I received an email in my gmail account, saying that a person has added me to their (google+)circle. The subject is “XYZ dded you on Google+”.Here XYZ stands for the name. Now I go into my mental database and think of all the people with that name. The email next says that I can add him to my circle as well. Then as an afterthought it tells me that I don’t have to. It also gives me this link, which tells me further about what a circle is and how it can make my life better.
Now where can I go and see who this person is? I don’t see his name as a link anywhere. Later I realized that the image is a link to that person’s profile. They are so involved with their own devised feature (the circle) that they forgot to add a proper link to that person’s profile. Also their seems to be an assumption that I would not be inclined to add that person into my circle if I did not know him beforehand. At the very least the name (XYZ) in this line “Follow and share with XYZ by adding him to a circle” should have been a link.
What would you do when you see one of your friend’s pic in your gtalk list with the head section cropped off? Most of you I would guess might want to see the full picture. That is how the profile pic interaction works across the internet. In fact at some places that small aspect is also used to push people to signup. Case in point being twitter, where only signed up users can view full profile pictures. When you click on a thumbnail of a profile picture you expect a full size picture.

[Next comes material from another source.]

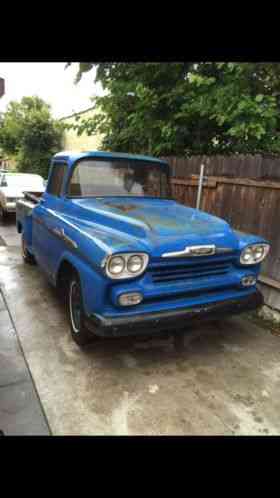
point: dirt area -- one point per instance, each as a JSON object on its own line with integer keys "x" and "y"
{"x": 220, "y": 378}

But google thinks most people want to change the picture. In fact they have thought about this feature so much that it has two parts. For friends who have not added any picture, I can add pictures as well. So it clearly is not a lack of thought. I think it is a very individualistic view of seeing things. Being social is not changing another person’s profile pic for our own view, but to maybe suggest the person to change the picture. Which is what happens elsewhere, “change the bloody picture, it has been there since ages”. Ever seen that?
The good point about this is, you can stop getting scared of google taking over the world :D.